1. General information
    1. Inflammation of the meninges of the brain and spinal cord
    2. Caused by bacteria, viruses, or other microorganisms
    3. May reach CNS
      1. Via the blood, CSF, lymph
      2. By direct extension from adjacent cranial structures (nasal sinuses, mastoid bone, ear, skull fracture)
      3. By oral or nasopharyngeal route
    4. Most common organisms: meningococcus, pneumococcus, H. influenzae, streptococcus
  2. Assessment findings
    1. Headache, photophobia, malaise, irritability
    2. Chills and fever
    3. Signs of meningeal irritation
      1. Nuchal rigidity: stiff neck
      2. Kernig's sign: contraction or pain in the hamstring muscle when attempting to extend the leg when the hip is flexed
      3. Opisthotonos: head and heels bent backward and body arched forward
      4. Brudzinski's sign: flexion at the hip and knee in response to forward flexion of the neck
    4. Vomiting
    5. Possible seizures and decreasing LOC
    6. Diagnostic test: lumbar puncture (measurement and analysis of CSF shows increased pressure, elevated WBC and protein, decreased glucose and culture positive for specific microorganism)
  3. Nursing interventions
    1. Administer large doses of antibiotics IV as ordered.
    2. Enforce respiratory isolation for 24 hours after initiation of antibiotic therapy for some types of meningitis (consult hospital's infection control manual for specific directions).

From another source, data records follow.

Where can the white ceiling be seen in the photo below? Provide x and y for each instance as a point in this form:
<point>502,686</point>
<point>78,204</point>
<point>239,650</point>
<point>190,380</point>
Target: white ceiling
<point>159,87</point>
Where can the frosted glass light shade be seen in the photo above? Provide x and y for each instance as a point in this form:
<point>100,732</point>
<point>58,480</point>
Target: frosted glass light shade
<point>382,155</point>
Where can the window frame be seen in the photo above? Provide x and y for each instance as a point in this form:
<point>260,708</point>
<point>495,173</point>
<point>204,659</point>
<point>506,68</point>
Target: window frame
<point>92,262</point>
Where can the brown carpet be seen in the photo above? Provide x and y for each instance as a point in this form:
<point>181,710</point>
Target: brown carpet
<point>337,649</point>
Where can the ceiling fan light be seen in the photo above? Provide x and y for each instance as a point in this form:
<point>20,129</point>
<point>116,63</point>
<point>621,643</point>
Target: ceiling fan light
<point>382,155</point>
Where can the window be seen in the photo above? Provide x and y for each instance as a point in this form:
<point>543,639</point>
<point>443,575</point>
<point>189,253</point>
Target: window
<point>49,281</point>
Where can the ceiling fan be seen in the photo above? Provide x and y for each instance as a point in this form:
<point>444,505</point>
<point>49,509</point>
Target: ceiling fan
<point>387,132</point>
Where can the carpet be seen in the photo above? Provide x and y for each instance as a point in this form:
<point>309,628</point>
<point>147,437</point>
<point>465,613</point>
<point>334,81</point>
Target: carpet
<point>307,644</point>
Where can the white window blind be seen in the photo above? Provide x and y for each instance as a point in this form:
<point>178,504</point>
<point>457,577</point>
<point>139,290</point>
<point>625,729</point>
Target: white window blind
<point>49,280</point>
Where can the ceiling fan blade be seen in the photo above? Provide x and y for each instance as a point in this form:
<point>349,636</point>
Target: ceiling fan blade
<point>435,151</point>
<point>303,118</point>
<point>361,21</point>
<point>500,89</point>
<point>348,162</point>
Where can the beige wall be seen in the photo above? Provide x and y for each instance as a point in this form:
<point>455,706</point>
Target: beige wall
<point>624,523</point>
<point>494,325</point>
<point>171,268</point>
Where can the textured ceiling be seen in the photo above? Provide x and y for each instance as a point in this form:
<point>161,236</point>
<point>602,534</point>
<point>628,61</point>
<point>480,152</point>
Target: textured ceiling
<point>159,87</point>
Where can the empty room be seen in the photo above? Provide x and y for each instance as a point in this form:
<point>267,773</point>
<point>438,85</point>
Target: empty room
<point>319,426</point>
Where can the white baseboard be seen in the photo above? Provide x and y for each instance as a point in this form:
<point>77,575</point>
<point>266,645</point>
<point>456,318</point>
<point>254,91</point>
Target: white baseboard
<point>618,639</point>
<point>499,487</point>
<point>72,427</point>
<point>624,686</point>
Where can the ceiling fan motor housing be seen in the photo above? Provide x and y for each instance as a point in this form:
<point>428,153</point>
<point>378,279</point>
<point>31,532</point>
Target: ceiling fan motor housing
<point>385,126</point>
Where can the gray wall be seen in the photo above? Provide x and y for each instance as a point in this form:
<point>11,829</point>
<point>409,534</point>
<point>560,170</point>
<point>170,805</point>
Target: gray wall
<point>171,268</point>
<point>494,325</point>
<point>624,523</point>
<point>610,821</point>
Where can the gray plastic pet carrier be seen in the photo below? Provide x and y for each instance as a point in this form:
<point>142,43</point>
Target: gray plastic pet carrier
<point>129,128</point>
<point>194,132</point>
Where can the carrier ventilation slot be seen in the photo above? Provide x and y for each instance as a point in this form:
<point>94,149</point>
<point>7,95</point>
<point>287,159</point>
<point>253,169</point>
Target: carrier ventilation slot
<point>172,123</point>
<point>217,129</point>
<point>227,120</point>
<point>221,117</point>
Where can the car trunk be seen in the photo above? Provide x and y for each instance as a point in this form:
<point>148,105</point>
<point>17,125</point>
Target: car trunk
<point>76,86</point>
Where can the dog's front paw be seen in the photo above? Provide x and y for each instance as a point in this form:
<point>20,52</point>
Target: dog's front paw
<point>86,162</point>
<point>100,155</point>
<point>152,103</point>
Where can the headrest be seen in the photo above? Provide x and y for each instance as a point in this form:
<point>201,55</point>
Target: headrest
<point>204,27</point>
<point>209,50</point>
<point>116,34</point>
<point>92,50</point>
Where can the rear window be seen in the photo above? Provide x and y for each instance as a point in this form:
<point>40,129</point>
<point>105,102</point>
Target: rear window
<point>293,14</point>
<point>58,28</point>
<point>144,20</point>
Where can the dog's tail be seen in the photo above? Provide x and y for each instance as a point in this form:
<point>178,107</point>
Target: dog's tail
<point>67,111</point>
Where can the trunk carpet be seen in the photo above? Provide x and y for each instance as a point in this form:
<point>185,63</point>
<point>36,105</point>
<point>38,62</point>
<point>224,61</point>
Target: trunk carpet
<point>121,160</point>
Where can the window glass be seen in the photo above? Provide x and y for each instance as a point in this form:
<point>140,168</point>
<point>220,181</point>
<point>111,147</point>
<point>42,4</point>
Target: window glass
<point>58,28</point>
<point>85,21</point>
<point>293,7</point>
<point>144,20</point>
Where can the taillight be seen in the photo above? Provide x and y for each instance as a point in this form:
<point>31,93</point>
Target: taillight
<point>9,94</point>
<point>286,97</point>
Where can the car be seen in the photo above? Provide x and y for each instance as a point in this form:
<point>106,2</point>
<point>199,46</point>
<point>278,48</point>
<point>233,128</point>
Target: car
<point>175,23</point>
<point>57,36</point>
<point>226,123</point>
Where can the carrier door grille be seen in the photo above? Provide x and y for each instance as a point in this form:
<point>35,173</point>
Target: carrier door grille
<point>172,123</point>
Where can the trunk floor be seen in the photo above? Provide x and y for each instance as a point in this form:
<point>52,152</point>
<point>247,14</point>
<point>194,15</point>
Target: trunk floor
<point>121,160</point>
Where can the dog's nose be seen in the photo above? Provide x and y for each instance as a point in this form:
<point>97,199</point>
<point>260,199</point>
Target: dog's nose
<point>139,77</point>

    3. Provide nursing care for increased ICP, seizures, and hyperthermia if they occur.
    4. Provide nursing care for delirious or unconscious client as needed.
    5. Provide bed rest; keep room quiet and dark if client has headache or photophobia.
    6. Administer analgesics for headache as ordered.
    7. Maintain fluid and electrolyte balance.
    8. Prevent complications of immobility.
    9. Monitor vital signs and neuro checks frequently.
    10. Provide client teaching and discharge planning concerning
      1. Importance of good diet: high protein, high calorie with small, frequent feedings
      2. Rehabilitation program for residual deficits.